Longsor, Akses Penghubung Dua Dusun Putus

36

PONOROGO – Alam mulai tidak ramah, bersamaan datangnya musim penghujan. jalan Desa Wagir Kidul, Pulung, dini hari kemarin (3/12) longsor. Akibatnya, akses penghubung Dusun Bangunsari dan Bresi, desa setempat, itu putus total. Beruntung, saat kejadian sekitar pukul 03.00 tidak ada pengendara yang sedang melintas.

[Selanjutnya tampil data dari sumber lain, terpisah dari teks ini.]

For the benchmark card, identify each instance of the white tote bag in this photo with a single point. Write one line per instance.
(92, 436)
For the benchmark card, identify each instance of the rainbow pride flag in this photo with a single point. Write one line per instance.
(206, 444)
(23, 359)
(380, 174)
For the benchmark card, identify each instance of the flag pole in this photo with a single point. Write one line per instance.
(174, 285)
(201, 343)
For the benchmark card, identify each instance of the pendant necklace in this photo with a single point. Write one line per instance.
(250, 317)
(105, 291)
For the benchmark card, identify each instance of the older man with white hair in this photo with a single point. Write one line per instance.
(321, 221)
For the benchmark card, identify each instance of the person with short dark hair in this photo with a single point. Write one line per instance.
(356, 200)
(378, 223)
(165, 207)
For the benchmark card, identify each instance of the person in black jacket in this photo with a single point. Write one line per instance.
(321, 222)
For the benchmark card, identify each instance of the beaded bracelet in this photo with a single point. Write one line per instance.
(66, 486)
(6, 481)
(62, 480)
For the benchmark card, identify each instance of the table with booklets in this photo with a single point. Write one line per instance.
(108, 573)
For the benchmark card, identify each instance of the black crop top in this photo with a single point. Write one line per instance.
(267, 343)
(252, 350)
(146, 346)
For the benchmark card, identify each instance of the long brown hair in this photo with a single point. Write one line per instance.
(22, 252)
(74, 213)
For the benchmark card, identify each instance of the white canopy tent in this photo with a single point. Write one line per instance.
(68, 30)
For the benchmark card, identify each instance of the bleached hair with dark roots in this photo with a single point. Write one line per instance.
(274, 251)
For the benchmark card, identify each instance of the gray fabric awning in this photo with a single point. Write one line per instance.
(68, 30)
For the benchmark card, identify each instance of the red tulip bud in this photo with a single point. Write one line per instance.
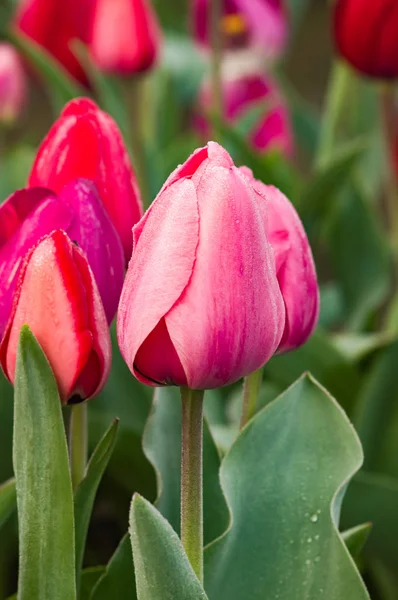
(366, 35)
(86, 142)
(58, 298)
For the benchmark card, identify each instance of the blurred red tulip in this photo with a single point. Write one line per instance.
(86, 142)
(58, 298)
(54, 24)
(124, 36)
(272, 128)
(366, 35)
(12, 84)
(260, 23)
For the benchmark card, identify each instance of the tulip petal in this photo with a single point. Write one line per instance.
(230, 318)
(160, 268)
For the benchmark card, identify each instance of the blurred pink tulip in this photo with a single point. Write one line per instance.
(295, 268)
(202, 256)
(240, 95)
(125, 36)
(12, 84)
(257, 23)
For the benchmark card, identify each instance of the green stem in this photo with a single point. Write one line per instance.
(137, 103)
(251, 390)
(216, 7)
(335, 106)
(78, 442)
(192, 478)
(389, 121)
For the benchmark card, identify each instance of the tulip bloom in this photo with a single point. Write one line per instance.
(12, 84)
(58, 298)
(202, 257)
(240, 95)
(253, 23)
(54, 24)
(86, 142)
(366, 36)
(124, 36)
(30, 214)
(295, 268)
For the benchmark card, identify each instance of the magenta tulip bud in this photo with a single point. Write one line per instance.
(241, 94)
(30, 214)
(245, 23)
(295, 268)
(12, 84)
(201, 304)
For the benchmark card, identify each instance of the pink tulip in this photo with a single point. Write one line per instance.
(295, 266)
(201, 304)
(59, 300)
(30, 214)
(240, 95)
(256, 23)
(12, 84)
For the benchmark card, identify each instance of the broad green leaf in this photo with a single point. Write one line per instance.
(284, 479)
(61, 87)
(162, 568)
(44, 489)
(87, 490)
(162, 445)
(373, 497)
(320, 357)
(355, 538)
(376, 417)
(89, 579)
(118, 581)
(359, 253)
(8, 499)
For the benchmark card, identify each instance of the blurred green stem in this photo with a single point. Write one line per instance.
(216, 7)
(389, 121)
(192, 477)
(251, 390)
(137, 104)
(78, 442)
(335, 103)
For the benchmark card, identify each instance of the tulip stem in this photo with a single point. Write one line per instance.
(216, 7)
(251, 390)
(78, 443)
(389, 121)
(192, 478)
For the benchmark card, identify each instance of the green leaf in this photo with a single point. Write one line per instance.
(162, 568)
(44, 489)
(61, 86)
(8, 500)
(320, 357)
(284, 479)
(355, 538)
(86, 492)
(118, 581)
(162, 445)
(89, 580)
(360, 255)
(376, 417)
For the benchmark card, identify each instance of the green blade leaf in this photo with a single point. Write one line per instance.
(89, 579)
(162, 568)
(86, 492)
(60, 85)
(355, 538)
(8, 500)
(118, 581)
(162, 445)
(284, 479)
(44, 489)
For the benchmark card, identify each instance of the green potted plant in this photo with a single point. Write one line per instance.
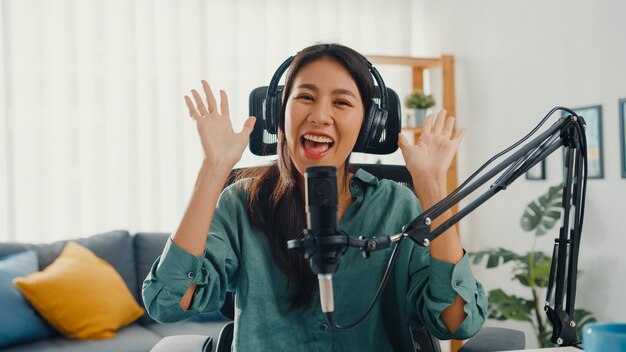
(419, 102)
(531, 270)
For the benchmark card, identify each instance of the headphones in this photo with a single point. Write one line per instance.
(378, 134)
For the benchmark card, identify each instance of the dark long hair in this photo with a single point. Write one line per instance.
(275, 204)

Warga harus memutar melewati jalan Kecamatan Pudak lantaran tidak ada jalur alternatif terdekat. Pun, sekitar 230 kepala keluarga (KK) terancam terisolasi. ‘’Jalan ini satu-satunya penghubung Dusun Bangunsari dan Bresi,’’ kata Munardi, perangkat Desa Wagir Kidul.

Munardi berharap jalan tersebut segera diperbaiki. Sebab, merupakan infrastruktur vital bagi warga setempat untuk melakukan aktivitas ekonomi. ‘’Kasihan warga kalau tidak secepatnya diperbaiki,’’ ujarnya kepada Radar Ponorogo.

Kabid Kedaruratan dan Logistik BPBD Ponorogo Setyo Budiono mengatakan, longsornya jalan tersebut tidak terlepas dari tekstur tanah yang gembur. Apalagi, sebelumnya telah muncul retakan sepanjang tujuh meter di lokasi.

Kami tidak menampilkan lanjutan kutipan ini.